Bernal alzó el goteante botijo sobre la cabeza e intentó tomar unas gotas. Sabía a pescado.
—Está fresca y buena porque dejé el botijo al sol y la evaporación la enfría.
Luis decidió ensayar primero una táctica distinta.
—He hecho un cheque de un millón de pesetas, Geñita, a tu nombre, para que pagues el cuarto de baño.
—Todo esto es tirar el dinero, Luis. Mis padres, y antes de ellos sus padres y sus padres antes de ellos, nunca sintieron necesidad de semejantes lujos, y podían habérselos permitido, así que ya me dirás por qué hemos de permitírnoslos nosotros.
Se embutió con mucho cuidado el cheque en el bolsillo del delantal.
—Ésa no es la cuestión, Geñita. En realidad, tú quieres que esta propiedad se revalorice, para los chicos, ¿no es así? Pues si no la modernizas no lo conseguirás, y en cuanto te mueras, tirarán la casa y lo venderán todo a los especuladores, que se darán buena prisa en construir en tu tierra esos horribles chalés.
Ella se estremeció.
—Los chicos no harían nada de eso.
Sabía que la tenía en sus manos, porque detestaba todas las urbanizaciones de edificios bastante humildes que estaban ocupando las pocas parcelas de la aldea que no le pertenecían a ella o a su familia. Ella no vendería nada para nada, pese a la escasa calidad agrícola del terreno, y lucharía por sus lindes y por sus derechos de agua como una tigresa siempre que surgiera un conflicto.

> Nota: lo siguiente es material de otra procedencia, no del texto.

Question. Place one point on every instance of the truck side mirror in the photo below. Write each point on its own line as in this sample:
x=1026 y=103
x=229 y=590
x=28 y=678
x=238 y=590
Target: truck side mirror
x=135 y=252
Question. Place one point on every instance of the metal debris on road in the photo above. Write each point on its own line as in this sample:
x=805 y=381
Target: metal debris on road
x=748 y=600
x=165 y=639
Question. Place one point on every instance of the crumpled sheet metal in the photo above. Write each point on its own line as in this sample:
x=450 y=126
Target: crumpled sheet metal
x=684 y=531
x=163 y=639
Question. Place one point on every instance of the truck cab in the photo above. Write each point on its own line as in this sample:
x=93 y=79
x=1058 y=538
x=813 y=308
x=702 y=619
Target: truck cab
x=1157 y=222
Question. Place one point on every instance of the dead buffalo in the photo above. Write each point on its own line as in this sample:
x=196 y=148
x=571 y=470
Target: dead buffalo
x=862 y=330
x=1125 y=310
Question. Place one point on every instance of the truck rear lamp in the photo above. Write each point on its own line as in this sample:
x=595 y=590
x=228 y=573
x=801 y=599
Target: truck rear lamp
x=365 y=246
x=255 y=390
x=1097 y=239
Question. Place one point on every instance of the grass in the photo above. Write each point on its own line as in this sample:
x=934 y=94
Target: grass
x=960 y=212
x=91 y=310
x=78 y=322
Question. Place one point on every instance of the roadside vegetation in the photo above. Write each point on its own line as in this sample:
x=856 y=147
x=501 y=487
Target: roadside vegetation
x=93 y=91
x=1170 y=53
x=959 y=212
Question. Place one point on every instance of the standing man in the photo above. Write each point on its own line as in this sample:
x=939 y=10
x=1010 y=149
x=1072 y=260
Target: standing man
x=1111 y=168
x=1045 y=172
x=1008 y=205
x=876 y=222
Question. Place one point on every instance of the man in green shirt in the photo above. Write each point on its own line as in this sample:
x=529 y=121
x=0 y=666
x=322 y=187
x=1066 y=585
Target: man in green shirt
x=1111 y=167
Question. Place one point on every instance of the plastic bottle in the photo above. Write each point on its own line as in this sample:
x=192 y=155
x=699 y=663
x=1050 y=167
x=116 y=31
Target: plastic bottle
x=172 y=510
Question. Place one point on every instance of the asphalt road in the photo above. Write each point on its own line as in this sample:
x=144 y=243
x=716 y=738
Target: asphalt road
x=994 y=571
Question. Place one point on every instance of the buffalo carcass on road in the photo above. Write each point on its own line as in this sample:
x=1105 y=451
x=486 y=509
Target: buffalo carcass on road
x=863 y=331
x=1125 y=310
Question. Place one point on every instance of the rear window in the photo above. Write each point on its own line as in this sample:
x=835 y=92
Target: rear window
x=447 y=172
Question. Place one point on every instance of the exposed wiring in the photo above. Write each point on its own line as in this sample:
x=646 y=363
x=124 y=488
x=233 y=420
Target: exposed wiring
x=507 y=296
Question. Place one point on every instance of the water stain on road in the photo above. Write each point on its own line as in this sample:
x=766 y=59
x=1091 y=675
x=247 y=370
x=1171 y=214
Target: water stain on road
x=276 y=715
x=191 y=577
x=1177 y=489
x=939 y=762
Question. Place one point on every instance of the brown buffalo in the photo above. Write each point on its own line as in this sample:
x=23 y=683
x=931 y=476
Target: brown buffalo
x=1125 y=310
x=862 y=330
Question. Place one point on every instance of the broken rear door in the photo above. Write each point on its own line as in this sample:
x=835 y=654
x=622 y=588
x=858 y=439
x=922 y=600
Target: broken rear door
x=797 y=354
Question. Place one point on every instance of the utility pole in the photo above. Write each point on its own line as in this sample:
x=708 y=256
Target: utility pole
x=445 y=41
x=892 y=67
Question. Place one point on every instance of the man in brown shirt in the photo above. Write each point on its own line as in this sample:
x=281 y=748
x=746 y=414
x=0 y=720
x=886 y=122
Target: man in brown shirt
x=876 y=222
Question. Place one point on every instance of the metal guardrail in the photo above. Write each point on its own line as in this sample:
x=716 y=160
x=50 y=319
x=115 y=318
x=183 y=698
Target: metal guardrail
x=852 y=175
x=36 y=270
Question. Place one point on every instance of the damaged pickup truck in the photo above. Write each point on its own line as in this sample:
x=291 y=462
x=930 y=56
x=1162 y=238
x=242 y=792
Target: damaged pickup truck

El sobrado de la casa estaba lleno de documentos legales polvorientos, que constituían la lectura exclusiva de Eugenia, aparte de su devocionario. Escrutaba con una lupa la antigua jerga legal, murmurando para sí las frases y la toponimia como si constituyeran la confirmación ritual de su posición social en el pueblo. Muchas veces había sorprendido al juez de la zona y a varios brillantes abogados de Salamanca con su insuperable conocimiento de la tenencia de tierras de toda la comarca, y, en momentos decisivos, presentaba como prueba una antigua escritura de propiedad, la copia de un contrato de venta o incluso de un fuero real que se remontaba al siglo trece. Ganaba siempre el pleito, ya fuera porque el juez de mediana edad temía su figura severísima y enlutada, de nariz ganchuda, con aquel desconcertante parecido a la viuda del difunto dictador, o porque era incapaz de descifrar los rollos imponentemente auténticos de pergamino que ella manejaba con absoluta destreza y citaba en voz alta en latín, viejo castellano o leonés, con gran aplomo.
—Así ha de ser, Luis —prosiguió—. Quizá tengas razón en lo de la revalorización —admitió de mala gana—. Me encargaré de que los hombres conecten las cañerías mañana mismo.
Bernal decidió entonces que era el momento de pasar a cuestiones de mayor peso.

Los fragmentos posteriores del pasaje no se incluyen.